The first stdout record is normally a system message with subtype init; save its session_id. Subsequent records include user acknowledgements, assistant messages, tool activity, and a final result. To continue after replacing the supervised session, append --resume and the saved native session ID to the Claude command. See the upstream Claude Code headless documentation.

The builtin template currently runs supervised processes as root. Claude Code refuses bypassPermissions and its equivalent --dangerously-skip-permissions when running as root, so the example uses native dontAsk mode with an explicit coding-tool allowlist. Add project-specific MCP tools to that allowlist when needed; unlisted permission requests are denied instead of blocking a headless session.
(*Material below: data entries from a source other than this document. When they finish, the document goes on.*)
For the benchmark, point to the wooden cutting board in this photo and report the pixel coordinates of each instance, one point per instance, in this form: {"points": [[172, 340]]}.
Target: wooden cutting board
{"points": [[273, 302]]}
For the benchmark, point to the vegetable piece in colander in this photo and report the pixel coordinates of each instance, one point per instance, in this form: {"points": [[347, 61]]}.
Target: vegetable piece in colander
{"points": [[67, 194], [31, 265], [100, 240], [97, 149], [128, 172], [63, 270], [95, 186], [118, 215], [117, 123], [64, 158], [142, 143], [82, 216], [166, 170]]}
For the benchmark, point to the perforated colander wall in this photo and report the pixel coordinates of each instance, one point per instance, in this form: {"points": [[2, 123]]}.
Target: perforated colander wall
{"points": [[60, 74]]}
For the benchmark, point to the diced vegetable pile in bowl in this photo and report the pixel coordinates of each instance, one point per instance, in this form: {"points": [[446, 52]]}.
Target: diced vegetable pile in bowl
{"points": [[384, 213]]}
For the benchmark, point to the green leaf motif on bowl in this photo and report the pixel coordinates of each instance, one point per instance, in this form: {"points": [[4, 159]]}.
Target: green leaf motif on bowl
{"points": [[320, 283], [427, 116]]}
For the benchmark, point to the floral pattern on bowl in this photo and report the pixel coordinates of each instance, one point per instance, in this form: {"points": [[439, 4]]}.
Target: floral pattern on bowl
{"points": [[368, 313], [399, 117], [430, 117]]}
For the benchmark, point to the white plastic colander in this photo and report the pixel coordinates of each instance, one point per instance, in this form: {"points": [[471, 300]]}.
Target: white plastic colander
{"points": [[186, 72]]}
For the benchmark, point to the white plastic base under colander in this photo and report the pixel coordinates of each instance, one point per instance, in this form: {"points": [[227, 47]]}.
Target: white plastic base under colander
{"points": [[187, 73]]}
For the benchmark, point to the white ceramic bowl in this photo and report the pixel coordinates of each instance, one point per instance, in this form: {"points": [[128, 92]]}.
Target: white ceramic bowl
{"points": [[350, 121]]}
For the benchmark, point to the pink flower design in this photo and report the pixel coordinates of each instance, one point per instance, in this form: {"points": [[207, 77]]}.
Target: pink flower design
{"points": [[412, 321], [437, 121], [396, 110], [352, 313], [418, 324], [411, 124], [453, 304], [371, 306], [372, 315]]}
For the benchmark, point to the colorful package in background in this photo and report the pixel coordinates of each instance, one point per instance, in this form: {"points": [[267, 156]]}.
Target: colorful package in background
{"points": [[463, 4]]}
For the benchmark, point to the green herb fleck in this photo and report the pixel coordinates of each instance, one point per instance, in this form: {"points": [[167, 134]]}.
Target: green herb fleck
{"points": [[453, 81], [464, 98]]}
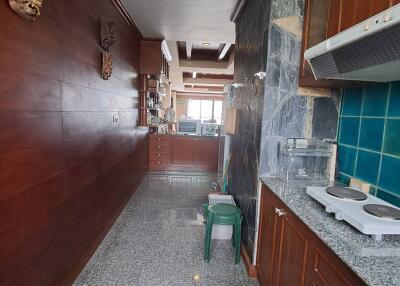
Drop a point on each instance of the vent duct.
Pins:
(369, 51)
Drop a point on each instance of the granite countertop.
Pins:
(375, 262)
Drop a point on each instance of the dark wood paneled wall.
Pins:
(66, 170)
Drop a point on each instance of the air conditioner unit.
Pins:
(369, 51)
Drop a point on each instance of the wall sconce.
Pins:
(27, 9)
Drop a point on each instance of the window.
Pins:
(205, 110)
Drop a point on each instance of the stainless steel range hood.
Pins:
(369, 51)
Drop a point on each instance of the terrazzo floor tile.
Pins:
(158, 240)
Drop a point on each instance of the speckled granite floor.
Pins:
(158, 240)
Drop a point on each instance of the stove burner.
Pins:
(382, 211)
(346, 193)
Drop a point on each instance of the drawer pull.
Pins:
(280, 212)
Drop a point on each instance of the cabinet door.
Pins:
(317, 15)
(328, 270)
(266, 240)
(353, 12)
(292, 252)
(182, 151)
(207, 153)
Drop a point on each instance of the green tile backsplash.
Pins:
(369, 138)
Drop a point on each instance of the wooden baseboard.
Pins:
(250, 268)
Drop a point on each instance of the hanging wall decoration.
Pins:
(107, 35)
(27, 9)
(107, 66)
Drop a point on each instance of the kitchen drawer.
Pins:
(157, 156)
(158, 164)
(159, 138)
(161, 147)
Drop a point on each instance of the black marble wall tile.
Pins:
(325, 118)
(252, 31)
(269, 110)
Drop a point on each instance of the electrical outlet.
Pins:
(115, 118)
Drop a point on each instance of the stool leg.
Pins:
(233, 235)
(207, 239)
(238, 234)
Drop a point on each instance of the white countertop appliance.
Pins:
(209, 129)
(367, 213)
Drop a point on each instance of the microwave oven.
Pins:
(189, 127)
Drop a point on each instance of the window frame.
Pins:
(212, 111)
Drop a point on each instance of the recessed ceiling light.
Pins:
(196, 277)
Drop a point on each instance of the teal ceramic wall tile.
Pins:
(349, 128)
(389, 179)
(392, 137)
(388, 197)
(371, 133)
(344, 179)
(358, 133)
(394, 100)
(347, 159)
(367, 166)
(351, 101)
(372, 191)
(375, 100)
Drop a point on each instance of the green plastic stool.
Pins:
(223, 214)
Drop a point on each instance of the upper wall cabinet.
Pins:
(326, 18)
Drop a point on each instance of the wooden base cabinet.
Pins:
(289, 253)
(183, 153)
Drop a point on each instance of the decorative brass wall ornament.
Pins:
(27, 9)
(107, 35)
(107, 66)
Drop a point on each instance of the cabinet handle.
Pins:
(280, 212)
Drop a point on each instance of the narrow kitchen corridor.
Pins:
(158, 240)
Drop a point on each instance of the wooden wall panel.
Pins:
(66, 170)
Claude Code's package is not published under an open-source license. Review the license bundled with the package and Anthropic's applicable terms before publicly redistributing a derived template image. Use API-key or supported cloud-provider authentication for third-party products; do not proxy a user's Claude subscription login.

OpenCode#

OpenCode implements Agent Client Protocol. An ACP client must handle server requests such as permission decisions instead of assuming stdout only contains responses and notifications. After a new process attempt, initialize ACP again and call session/load or session/resume with the saved native session ID. See the upstream OpenCode ACP command and Agent Client Protocol.

Pi#

Pi RPC supports request IDs, state inspection, prompting, steering, follow-up, and abort without an additional adapter. Save the sessionFile or sessionId returned by get_state, then use Pi's native --session or --session-id option when creating a replacement supervised session. See the upstream Pi RPC protocol.

Switch Harnesses#

Stop and delete the current supervised session before starting another harness against the same sandbox.

go
_, err := sandbox.SetSessionDesiredState( ctx, session.ID, apispec.ExecutionSessionDesiredStateStopped, ) if err != nil { log.Fatal(err) } if _, err := sandbox.DeleteSession(ctx, session.ID); err != nil { log.Fatal(err) }

Then select the next entry from the harness map and create a new supervised session. The same /workspace Volume preserves both the repository and each harness's native home-relative state. Decide which metadata belongs in version control, and keep credentials and caches out of the repository.

Do not replace a Codex session specification with a Claude Code, OpenCode, or Pi command. A new supervised session keeps each event journal, process attempt history, and native protocol stream internally consistent.

Recovery Responsibilities#

Session Supervisor restores the process, not the harness connection. When an event reports a new attempt_id or runtime_generation:

  1. stop writing to the old attempt
  2. reconnect to the Sandbox0 event journal from the last committed seq
  3. perform the harness's native initialize handshake again
  4. resume the saved native thread or conversation ID where supported
  5. reconcile any request whose acceptance was ambiguous before retrying it

See Supervised Sessions for attempt fencing, event retention, reconnect cursors, and input-delivery semantics.